Monday, 7 April 2014

A Blog of Biblical Proportions

A few years ago we published the following article on the John Brown Bible in the St Andrews In Focus  magazine. The article has been resurrected (terrible pun!) as we have been photographing pages of a John Brown Family Bible in the collection, so we thought we would share them with you.
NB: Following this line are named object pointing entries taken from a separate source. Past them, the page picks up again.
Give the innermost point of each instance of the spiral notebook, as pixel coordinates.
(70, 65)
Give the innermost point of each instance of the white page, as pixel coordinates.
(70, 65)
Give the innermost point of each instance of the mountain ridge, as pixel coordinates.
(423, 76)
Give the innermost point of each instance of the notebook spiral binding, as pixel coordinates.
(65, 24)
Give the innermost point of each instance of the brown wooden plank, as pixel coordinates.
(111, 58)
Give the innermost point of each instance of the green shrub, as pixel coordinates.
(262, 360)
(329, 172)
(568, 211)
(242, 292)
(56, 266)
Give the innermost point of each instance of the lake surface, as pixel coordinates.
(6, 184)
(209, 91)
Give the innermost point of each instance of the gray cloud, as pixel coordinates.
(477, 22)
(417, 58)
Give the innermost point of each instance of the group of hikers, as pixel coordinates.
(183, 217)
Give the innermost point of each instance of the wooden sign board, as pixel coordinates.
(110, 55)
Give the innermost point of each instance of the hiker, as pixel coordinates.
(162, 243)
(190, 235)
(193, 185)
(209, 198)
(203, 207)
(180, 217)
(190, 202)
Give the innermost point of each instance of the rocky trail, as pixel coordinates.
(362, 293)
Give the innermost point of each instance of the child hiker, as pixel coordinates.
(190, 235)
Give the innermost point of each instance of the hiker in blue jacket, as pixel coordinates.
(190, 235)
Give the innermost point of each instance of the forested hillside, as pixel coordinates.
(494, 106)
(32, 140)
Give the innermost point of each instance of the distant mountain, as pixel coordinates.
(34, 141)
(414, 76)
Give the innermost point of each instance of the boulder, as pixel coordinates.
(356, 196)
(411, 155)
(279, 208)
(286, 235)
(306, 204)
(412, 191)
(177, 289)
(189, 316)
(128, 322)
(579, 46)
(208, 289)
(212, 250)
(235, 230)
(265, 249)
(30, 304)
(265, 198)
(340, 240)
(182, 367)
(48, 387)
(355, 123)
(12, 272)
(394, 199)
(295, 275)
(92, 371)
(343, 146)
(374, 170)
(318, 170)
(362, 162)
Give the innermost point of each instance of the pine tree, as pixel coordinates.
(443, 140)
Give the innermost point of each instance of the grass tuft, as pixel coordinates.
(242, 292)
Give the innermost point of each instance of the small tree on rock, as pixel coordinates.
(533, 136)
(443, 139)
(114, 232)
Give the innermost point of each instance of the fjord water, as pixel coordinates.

SAAPT 2003.203 Brown Family Bible, c1840 
John Brown was “Minister of the gospel at Haddington” and is famous for his “Self Interpreting” Bible in which the bible text was accompanied by explanatory notes and observations.   He meant his bible to be used by ordinary people to aid them to understand and be inspired by the text.
John Brown was born at Carpow in the parish of Abernethy, in Perthshire, Scotland, and was the son of a weaver and fisherman.  While working as a shepherd boy, Brown saved his earnings and walked from Abernethy to St Andrews to buy his first Greek Testament from Alexander McCulloch’s bookshop in South Street.   While at the bookshop, Brown was challenged by a professor to read a passage in Greek, and when he correctly read from the bible, the professor bought the bible for the young boy.   Upon returning to Abernethy he taught himself Greek, Latin and Hebrew, all without formal teaching.   In a time when there was still a strong belief in witchcraft in Scotland, people in the town of Abernethy became suspicious of his knowledge, and he left the town never to return.  He travelled the country for some time, eventually becoming the schoolmaster at Gairney Bridge, near Kinross, in 1747.   It was around this time that he realized his calling and set his sights on the ministry of the Succession Church, and in 1751 Brown was called to be the Burgher minister of Haddington.  
Brown planned his self-interpreting bible for many years and he spent many years working on it.  It was first published in 1778, with Brown at first struggling to find a publisher for the book and being forced to advance the money himself.  This first publication cost a Georgian 22/-, and sold surprisingly well for being so expensive.   It was subsequently reprinted in at least 26 editions, with the last being published in 1909.   John Brown published a number of other books, including “A History of the Churches in Scotland and England from the Earliest Period” and “The Dictionary of The Bible”, though it is worth noting that none of his publication made him any money.
John Brown married twice and had four sons, three of which also became ministers.   He died in June 1787.